The life of schema nun Nikolaia eloquently demonstrates that the essence of monastic living is in its internal spiritual work. This is why it was possible for monasticism to continue in Urals, although Novo-Tihkvinsky convent and other monasteries were closed. There is a saying: “Where there is a monk – there is a monastery.” While the inhabitants of a monastery are alive, while they are keeping their internal monastic spirit and passing it on to others, -- that monastery remains alive, even though it has been physically destroyed.

Mother Nikolaia lived to see the resurrection of Novo-Tikhvinsky convent, and it is truly tanks to her that we are aware today of its spiritual traditions, that were practiced here in the past. Thus such traditions as Jesus’ Prayer and the reading of the Holy Fathers that were followed by the Mother Superior Magdalina and are practiced today in our convent. Although the typicon of the pre-revolutionary convent had been lost, and little do we know about its internal order, - we nevertheless feel our unity with the sisters who lived here a hundred or more years ago.
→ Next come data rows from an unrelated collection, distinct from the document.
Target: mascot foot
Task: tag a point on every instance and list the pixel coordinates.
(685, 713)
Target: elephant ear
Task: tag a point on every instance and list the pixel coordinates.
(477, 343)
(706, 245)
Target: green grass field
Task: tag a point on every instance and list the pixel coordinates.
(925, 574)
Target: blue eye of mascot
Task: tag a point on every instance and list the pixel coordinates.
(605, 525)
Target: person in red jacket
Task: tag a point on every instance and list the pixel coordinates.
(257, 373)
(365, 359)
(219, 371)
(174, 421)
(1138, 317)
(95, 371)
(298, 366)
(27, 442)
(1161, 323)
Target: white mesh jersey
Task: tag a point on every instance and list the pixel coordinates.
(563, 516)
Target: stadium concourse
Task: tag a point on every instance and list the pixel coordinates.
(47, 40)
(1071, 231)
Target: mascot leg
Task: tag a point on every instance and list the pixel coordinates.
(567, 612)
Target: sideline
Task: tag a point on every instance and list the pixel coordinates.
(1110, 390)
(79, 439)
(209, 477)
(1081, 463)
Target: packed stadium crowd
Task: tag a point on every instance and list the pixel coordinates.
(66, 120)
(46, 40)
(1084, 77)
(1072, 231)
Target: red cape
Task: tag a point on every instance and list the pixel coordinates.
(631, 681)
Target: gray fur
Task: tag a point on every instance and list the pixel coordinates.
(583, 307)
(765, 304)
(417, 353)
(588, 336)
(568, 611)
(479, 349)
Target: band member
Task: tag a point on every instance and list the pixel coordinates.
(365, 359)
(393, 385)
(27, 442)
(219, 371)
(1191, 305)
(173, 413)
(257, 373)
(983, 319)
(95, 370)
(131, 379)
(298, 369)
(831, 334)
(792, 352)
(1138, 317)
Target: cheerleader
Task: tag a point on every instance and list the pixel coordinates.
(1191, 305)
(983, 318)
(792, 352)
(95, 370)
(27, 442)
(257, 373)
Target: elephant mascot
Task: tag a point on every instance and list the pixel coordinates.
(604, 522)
I would like to finish my talk with the words of archimandrite Aleksii (Polikarpov), a monk at Moscow St. Danilovksy Monastery. In 1950s, Father Aleksii lived in Sverdlovsk where he could often see in his Cathedral the nuns of our convent. This is how he spoke of his impressions in an interview: “A Monastery in the world is a surprising phenomenon that manifested itself in the soviet times. It reminds us of the world of pagans where the first Christians lived. They projected the rays of Christ’s love upon the people and drew the people’s hearts to Him. It is a compelling testimony to the fact that a monastery is not defined by its walls but by a condition of a man, his overall focus on the Divine. I was deeply impressed by those sisters who served the people while living in the world – in the world to which they belonged no more. They were the true nuns, different from everyone else around - they belonged to the other world.”